High-throughput screening of carbon nitride single-atom catalysts for nitrogen fixation based on machine learning†
Abstract
Compared with the traditional electrocatalyst screening of the nitrogen reduction reaction (NRR), machine learning (ML) has achieved high-throughput screening with less computational cost. In this paper, 140 TM@g-CxNy single-atom catalysts (SACs) are constructed for the NRR. The deep neural network (DNN) classification model and the extreme gradient boosting (XGBoost) model are selected from different models.
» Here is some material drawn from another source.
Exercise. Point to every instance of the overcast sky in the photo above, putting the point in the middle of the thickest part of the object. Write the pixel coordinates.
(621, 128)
A total of 10 features are proposed based on anchoring TM atom, coordination environment and adsorption intermediates. The former model distinguishes qualified and non-qualified catalysts with an accuracy rate of 87.5%, while the latter model predicts the free energy of NRR with a fitting coefficient of 0.82 on the test set. The NN bond length and the number of outermost d electrons of TM (Nd) are found to be the most important features for both models. Moreover, the NN bond length, Nd, and adsorption energy of *N2H (ΔEad[N2H]) are proved to reflect the degree of nitrogen (N2) activation and serve as NRR descriptors. The moderate activation and half-filled or nearly half-filled d-orbitals of the TM atom (Nd ≈ 4) favor the NRR process. Among the 20 screened catalysts, Re@g-C4N3 shows the best catalytic activity, with a limiting potential (UL) of only −0.13 V under implicit solvation. The activity origin is illustrated by the electronic properties and bond changes of NRR intermediates. This research provides a new approach for the high-throughput design and screening of SACs by ML based on DFT.